At 6pm, author Esther Rutter will weave a journey through Britain’s long history of knitting in her talk This Golden Fleece.

Esther grew up on a sheep farm in Suffolk, learning to spin, weave and knit as a child. On re-engaging with that past, over the breadth of a year, she travelled the length of the British Isles to discover the fascinating stories of communities whose lives were shaped by wool, knitting them together in her book This Golden Fleece (Granta Books).

Esther unearthed tales of mill workers of the Border countries, English market towns built on profits of the wool trade and the Highland communities cleared for sheep farming. She also found tradition and innovation intermingling in 21st century knitwear industries.

Esther, who read English at Magdalen College, Oxford, is writer-in-residence at the University of St Andrews (2017-2020) in the School of Geography and Sustainable Development.

She also works as a freelance project manager for UNESCO, developing cultural engagement projects in collaboration with Edinburgh’s City of Literature Trust.
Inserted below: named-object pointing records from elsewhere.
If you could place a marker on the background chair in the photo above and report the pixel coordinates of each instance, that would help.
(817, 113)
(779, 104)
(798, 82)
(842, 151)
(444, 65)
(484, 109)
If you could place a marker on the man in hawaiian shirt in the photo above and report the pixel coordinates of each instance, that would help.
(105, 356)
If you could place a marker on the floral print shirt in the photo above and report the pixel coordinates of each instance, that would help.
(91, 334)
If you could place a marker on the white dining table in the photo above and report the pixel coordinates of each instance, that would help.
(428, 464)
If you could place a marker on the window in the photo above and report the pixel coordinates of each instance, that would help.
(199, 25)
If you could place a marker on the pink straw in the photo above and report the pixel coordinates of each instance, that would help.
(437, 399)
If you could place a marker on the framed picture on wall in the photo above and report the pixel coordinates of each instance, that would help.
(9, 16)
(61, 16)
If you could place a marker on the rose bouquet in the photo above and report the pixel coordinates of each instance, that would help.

Join Esther this evening, albeit remotely, for her discussion of the craft and history of knitting, exploring wool’s influence on our landscape, history and culture. Admission is free but booking is required at eventbrite.co.uk/e/this-golden-fleece-tickets-105237367800.

Brought to you remotely by the University of York, York Festival of Ideas is brimful of ideas until June 14, gathered under the new umbrella of Virtual Horizons. For full details, visit yorkfestivalofideas.com/2020-online/.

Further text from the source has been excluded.